How Higher Ed Protects Its Monopoly
Forbes
Jeffrey Selingo
June 21, 2023
Accreditation in higher education is an arcane subject. Some might even say a boring one. When I was editor of The Chronicle of Higher Education, few reporters wanted to cover the issue.
Trustees I talk with seem oddly interested in accreditation. To them, it’s a risk. Lose accreditation, lose access to federal financial aid dollars. Unless you’re sitting on billions of dollars in endowment, you’ll be out of business in a few months, or maybe if you’re lucky, years. Of course, I always remind trustees that it’s hard to lose accreditation. College presidents, meanwhile, find accreditation a convenient scapegoat for everything they claim they want to do at their institution, but can’t.
What’s most interesting to me is that prospective students and their families rarely pay any attention to an institution’s accreditation—what’s necessary to access federal aid. If the topic crosses their mind at all during the college search, they’re drawn to a campus that markets its “specialized accreditation” for programs ranging from teacher education to landscape architecture to business schools. This type of accreditation is not required—and although it’s advertised as a way for students to find “high-quality programs”—the requirements that schools need to meet to get specialized accreditation aren’t always clear to the end consumer.

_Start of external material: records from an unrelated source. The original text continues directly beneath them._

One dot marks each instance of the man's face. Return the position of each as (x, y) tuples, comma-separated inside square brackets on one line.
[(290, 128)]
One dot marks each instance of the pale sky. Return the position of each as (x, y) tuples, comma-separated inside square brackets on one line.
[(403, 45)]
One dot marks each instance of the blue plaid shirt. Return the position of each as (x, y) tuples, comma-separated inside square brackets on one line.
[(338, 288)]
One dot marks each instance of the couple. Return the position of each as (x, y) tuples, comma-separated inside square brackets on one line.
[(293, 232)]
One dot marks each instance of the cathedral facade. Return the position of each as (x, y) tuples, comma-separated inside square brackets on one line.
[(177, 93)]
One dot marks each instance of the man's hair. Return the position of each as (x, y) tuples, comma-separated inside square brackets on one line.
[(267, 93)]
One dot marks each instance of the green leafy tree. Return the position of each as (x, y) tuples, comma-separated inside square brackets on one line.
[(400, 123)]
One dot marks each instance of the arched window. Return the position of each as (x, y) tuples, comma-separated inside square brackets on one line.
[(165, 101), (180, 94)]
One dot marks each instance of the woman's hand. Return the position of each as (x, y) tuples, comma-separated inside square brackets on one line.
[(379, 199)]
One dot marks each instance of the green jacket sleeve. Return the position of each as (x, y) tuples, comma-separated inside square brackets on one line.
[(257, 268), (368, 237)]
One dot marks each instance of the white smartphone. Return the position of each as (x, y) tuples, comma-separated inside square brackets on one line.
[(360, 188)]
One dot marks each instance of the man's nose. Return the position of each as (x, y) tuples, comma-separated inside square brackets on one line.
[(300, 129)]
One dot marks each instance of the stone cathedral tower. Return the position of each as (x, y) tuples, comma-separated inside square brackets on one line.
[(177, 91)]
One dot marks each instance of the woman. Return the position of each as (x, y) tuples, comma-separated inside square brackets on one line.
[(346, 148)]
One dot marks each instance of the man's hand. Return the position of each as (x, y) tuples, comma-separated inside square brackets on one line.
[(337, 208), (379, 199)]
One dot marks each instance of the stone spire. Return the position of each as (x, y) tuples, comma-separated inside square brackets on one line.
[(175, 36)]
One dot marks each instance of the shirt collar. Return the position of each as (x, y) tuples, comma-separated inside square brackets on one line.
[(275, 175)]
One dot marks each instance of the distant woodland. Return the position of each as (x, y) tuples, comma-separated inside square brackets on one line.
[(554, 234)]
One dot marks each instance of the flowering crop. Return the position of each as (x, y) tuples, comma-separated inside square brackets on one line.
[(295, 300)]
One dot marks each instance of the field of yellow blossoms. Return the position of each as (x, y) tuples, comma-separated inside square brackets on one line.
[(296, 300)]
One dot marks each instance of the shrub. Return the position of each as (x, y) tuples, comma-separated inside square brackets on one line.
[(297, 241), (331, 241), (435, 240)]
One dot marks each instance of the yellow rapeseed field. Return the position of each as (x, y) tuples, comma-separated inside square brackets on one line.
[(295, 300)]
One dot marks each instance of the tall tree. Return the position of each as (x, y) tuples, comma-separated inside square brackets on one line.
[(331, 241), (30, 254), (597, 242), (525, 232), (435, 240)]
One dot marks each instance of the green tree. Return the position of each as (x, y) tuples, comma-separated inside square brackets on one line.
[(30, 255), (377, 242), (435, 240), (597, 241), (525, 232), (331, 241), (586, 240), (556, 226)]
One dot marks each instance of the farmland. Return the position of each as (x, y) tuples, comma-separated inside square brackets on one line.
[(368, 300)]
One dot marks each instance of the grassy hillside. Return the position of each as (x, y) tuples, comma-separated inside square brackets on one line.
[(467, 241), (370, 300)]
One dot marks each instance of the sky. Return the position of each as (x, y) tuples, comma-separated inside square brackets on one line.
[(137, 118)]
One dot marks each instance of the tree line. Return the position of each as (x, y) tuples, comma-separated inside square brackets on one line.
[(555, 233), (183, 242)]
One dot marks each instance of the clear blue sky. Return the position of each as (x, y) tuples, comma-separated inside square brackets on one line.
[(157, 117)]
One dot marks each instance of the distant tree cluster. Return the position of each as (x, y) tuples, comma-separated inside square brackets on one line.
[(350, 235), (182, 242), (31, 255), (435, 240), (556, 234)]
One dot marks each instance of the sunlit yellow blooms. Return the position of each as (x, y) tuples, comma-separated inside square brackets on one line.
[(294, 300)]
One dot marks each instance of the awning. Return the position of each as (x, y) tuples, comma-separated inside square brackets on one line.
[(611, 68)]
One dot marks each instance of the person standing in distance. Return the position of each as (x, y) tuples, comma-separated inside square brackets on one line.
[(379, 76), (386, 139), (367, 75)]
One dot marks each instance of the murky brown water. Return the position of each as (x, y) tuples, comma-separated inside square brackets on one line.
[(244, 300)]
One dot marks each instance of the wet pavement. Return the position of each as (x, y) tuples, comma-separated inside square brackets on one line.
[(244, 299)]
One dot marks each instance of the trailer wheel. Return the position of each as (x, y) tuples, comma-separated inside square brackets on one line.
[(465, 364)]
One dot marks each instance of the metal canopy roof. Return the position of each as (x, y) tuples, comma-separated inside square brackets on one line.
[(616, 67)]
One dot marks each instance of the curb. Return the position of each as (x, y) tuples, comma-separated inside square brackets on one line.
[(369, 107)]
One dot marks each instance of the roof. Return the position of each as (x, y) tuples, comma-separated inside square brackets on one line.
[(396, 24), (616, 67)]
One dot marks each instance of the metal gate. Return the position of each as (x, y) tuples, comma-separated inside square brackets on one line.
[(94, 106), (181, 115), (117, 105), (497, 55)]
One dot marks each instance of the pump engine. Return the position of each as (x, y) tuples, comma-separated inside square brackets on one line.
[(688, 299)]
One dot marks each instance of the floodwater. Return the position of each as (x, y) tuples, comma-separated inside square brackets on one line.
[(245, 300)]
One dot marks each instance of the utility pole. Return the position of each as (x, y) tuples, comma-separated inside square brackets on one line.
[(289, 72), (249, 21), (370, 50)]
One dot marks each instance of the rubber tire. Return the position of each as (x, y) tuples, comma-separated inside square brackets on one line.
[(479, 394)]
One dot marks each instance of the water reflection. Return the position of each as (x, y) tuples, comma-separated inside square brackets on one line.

Lately, accreditation has been in the news because two of the leading contenders for the 2024 GOP presidential nomination want to ditch the current system. In announcing his presidential bid in May, Florida Gov. Ron DeSantis called accrediting agencies “cartels.” Former president Donald Trump a few weeks earlier said he’d “fire” the existing accreditors and create new ones to reclaim “our once-great educational institutions from the radical left.”